Produktionssteigerung beim Laser-Kunststoffschweißen

Neue Systemsoftware und Schweißanlagen auf der Medtec

Eine Premiere auf der Medtec: Dort stellt LPKF eine Lösung für Schweißmaschinen aus dem Bestand vor. Die Software LPKF WeldPro Light übernimmt die Prozessdaten aus ProSet 3D, nach einer einmaligen Maschinenkalibrierung gelingt die Prozessdatenübertragung problemlos.

Ein weiteres Exponat ist die kürzlich angekündigte InlineWeld 6200. Dieses System wird in kundeneigene Produktionslinien integriert. Es verfügt über eine ProfiNet-Schnittstelle und wird vollständig über das vorhandene MES angesteuert. Ganz neu auf der Medtec ist die Version mit einem Feinfokus-Laser. Diese Ausführung ist für besonders feine und präzise Schweißungen vorgesehen und kann für Schweißnähte mit einer Breite zwischen 0,7 mm und 2,5 mm eingesetzt werden.

Zu den Qualitätsansprüchen der Medizintechnik passt das LPKF TMG 3. Dieses Transmissionsmessgerät ermittelt Absorptionswerte von Bauteilen als Standalone- oder Integrationslösung in der Wellenlänge des Schweißlasers. Dank einer Zertifizierung durch die Physikalisch-Technische Bundesanstalt werden diese Messgeräte seit Dezember 2016 mit einem Werkskalibrierschein ausgestattet und erfüllen die Maßgaben der DIN 9001 für die lückenlose Produktüberwachung im Herstellungsprozess.

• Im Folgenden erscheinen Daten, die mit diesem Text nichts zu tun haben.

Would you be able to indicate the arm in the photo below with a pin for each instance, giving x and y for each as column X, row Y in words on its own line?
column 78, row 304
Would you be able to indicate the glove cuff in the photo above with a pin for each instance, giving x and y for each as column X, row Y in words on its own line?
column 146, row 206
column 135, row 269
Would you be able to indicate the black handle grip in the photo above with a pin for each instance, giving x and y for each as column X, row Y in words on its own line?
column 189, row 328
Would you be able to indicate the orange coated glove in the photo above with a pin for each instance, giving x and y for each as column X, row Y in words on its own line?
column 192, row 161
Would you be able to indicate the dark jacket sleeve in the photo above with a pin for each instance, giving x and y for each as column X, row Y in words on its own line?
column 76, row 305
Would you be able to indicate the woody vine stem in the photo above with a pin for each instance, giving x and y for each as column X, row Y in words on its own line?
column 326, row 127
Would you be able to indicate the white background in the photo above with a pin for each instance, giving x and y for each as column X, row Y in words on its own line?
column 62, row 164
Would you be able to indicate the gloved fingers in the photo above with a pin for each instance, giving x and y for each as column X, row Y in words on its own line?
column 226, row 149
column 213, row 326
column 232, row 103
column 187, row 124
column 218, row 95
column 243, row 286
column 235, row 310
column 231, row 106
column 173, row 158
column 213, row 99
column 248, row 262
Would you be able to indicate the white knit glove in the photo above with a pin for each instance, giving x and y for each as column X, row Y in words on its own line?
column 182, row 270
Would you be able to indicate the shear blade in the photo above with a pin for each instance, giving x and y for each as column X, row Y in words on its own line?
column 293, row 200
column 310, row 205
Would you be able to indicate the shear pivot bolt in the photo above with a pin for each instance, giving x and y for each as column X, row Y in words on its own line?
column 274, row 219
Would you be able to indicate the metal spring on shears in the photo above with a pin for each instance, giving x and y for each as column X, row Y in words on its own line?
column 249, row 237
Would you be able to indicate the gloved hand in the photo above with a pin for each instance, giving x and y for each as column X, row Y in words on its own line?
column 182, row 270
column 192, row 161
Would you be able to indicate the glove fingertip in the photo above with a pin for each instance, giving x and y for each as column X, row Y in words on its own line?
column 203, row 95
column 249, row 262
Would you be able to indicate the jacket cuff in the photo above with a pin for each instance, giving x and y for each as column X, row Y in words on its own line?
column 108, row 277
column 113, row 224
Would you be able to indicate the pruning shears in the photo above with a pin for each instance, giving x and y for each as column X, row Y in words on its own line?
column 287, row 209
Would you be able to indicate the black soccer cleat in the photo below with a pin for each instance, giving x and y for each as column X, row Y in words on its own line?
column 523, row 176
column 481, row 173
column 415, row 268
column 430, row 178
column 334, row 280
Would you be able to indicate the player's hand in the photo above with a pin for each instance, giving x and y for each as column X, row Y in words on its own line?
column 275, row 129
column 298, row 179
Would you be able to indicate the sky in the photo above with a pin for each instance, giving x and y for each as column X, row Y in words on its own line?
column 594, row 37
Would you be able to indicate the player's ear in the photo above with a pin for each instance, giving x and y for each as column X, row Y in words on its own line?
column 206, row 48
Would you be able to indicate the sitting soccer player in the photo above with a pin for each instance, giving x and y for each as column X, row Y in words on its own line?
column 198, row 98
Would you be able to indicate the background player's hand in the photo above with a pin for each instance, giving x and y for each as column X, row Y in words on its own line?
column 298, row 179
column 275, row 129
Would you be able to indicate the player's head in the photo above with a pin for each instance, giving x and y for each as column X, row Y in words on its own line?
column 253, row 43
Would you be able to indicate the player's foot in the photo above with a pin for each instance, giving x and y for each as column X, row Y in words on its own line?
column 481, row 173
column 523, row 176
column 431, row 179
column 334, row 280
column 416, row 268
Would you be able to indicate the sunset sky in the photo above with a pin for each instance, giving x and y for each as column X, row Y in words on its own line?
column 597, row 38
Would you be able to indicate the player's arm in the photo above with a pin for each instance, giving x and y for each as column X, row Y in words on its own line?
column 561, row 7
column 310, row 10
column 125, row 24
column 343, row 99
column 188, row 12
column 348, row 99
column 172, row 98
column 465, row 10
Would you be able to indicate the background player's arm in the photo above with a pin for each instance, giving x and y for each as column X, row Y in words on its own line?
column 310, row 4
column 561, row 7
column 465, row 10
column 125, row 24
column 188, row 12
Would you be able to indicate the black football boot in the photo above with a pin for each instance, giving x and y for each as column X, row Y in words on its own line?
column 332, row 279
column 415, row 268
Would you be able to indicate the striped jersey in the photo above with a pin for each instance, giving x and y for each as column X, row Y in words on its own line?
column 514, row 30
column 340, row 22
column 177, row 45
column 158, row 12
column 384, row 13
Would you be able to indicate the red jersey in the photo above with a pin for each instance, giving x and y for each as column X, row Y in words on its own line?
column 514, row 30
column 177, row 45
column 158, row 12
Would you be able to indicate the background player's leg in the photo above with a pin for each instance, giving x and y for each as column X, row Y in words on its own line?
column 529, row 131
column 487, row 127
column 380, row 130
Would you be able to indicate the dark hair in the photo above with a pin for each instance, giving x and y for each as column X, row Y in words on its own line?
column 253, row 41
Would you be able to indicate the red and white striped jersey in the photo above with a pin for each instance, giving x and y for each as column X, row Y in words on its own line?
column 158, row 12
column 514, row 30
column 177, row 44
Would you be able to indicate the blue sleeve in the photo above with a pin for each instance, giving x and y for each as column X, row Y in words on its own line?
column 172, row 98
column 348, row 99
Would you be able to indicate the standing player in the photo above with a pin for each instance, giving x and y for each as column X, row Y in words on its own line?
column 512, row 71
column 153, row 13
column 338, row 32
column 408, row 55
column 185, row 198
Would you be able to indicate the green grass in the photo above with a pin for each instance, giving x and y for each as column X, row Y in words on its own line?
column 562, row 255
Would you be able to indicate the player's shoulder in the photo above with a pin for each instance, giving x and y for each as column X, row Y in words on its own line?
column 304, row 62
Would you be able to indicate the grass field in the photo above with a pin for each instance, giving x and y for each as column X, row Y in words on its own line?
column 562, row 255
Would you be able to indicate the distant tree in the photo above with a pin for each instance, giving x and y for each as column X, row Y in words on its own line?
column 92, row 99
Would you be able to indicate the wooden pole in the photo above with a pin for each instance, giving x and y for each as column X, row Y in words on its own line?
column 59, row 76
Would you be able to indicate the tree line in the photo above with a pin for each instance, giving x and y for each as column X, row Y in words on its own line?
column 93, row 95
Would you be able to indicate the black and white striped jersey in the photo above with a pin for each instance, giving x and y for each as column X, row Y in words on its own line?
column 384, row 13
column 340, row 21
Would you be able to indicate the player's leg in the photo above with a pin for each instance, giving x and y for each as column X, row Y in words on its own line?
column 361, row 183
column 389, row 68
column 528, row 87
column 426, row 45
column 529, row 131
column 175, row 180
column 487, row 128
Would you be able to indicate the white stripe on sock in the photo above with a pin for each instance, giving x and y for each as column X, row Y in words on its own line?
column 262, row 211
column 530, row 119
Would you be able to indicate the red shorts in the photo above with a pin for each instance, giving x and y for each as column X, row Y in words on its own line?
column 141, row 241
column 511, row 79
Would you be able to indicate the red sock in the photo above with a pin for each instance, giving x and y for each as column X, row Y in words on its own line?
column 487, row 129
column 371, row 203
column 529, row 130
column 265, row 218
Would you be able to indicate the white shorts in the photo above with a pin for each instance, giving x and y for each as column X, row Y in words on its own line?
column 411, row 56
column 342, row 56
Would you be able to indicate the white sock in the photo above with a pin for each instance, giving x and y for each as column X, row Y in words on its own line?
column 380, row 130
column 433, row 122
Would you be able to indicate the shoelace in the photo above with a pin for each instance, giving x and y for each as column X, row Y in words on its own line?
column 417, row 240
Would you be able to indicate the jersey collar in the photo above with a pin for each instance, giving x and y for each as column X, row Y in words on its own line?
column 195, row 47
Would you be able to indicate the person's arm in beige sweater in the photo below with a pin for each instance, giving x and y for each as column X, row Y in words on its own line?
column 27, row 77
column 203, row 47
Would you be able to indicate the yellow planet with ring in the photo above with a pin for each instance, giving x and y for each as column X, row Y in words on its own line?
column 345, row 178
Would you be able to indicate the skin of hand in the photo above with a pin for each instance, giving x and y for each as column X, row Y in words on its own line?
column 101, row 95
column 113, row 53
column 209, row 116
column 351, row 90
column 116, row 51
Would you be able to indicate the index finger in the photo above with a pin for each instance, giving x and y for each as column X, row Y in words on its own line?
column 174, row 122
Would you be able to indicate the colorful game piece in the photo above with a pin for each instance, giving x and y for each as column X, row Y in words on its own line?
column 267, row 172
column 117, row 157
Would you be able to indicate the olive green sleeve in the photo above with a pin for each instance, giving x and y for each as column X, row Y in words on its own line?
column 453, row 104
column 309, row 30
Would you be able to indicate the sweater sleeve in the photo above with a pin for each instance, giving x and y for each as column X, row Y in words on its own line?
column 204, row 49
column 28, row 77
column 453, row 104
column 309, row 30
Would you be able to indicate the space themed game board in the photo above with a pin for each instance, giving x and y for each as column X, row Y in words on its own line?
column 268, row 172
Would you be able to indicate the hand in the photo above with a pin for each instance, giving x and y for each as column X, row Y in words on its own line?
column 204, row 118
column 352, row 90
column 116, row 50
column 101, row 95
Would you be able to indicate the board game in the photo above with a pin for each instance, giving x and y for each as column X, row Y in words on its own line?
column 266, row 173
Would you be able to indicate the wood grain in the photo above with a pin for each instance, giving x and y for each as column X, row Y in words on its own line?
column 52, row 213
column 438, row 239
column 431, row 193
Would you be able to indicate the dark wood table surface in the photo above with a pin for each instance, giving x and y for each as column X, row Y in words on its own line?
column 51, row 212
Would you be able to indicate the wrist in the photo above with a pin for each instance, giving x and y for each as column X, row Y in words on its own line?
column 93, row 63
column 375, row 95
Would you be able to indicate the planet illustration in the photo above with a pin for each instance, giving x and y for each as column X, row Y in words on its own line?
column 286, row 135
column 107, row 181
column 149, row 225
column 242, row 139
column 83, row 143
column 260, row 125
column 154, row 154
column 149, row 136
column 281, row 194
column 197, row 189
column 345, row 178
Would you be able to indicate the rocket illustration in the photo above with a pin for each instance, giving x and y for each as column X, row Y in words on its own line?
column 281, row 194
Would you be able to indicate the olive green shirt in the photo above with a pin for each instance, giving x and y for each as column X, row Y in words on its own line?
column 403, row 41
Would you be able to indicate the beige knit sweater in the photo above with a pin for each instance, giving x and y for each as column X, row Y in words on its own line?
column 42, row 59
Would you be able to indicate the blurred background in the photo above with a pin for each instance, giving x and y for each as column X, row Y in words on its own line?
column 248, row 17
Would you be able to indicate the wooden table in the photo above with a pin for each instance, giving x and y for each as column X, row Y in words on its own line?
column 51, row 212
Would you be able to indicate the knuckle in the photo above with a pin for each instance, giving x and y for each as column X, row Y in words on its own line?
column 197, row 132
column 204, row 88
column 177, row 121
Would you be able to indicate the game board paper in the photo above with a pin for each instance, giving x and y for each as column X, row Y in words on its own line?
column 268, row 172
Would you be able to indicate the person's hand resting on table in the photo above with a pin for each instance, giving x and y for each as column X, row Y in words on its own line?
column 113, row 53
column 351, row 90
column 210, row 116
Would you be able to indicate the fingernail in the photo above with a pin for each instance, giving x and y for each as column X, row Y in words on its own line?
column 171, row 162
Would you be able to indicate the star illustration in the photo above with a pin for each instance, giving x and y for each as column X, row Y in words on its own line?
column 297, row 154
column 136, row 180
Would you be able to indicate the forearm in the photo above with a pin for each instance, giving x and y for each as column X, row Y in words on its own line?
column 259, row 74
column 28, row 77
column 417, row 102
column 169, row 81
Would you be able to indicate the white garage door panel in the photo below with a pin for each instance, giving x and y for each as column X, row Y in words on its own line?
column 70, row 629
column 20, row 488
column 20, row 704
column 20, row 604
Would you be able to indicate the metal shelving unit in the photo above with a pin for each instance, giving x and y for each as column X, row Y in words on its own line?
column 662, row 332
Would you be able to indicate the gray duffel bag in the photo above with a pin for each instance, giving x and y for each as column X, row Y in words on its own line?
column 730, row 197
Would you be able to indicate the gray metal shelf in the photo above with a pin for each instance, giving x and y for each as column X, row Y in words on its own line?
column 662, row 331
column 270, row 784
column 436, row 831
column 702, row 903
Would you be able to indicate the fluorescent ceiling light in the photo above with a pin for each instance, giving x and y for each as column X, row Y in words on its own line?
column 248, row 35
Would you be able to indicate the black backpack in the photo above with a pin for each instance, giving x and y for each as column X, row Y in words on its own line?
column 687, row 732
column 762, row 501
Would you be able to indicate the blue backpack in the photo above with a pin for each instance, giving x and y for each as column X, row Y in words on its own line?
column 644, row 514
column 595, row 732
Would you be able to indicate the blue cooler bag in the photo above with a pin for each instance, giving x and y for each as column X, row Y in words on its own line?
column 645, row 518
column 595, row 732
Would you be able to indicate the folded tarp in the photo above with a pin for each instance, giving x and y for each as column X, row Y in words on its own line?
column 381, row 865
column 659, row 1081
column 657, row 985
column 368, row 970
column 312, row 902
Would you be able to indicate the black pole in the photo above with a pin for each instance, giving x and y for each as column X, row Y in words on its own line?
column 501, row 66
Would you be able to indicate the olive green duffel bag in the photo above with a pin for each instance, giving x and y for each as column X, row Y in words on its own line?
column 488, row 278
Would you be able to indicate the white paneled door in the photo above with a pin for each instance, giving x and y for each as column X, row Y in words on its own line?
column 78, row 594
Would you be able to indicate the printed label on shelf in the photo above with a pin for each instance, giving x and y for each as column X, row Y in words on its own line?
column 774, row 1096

Eine Lösung für die Herstellung flacher Klar-Klar-Schweißungen nutzt einen Laser mit einer Wellenlänge von rund 2000 nm. Die Schweißung erfolgt durch eine präzise Fokussierung auf die Schweißebene. Die LPKF PrecisionWeld ist ein kompaktes Schweißsystem für die Herstellung von Mikrofluidiken. Dank neuer Lasertechnologie und einer speziellen Überdruck-Spanntechnik gelingt es transparente Mikrofluidiken zu schweißen, ohne die empfindlichen Kanäle zu beinträchtigen.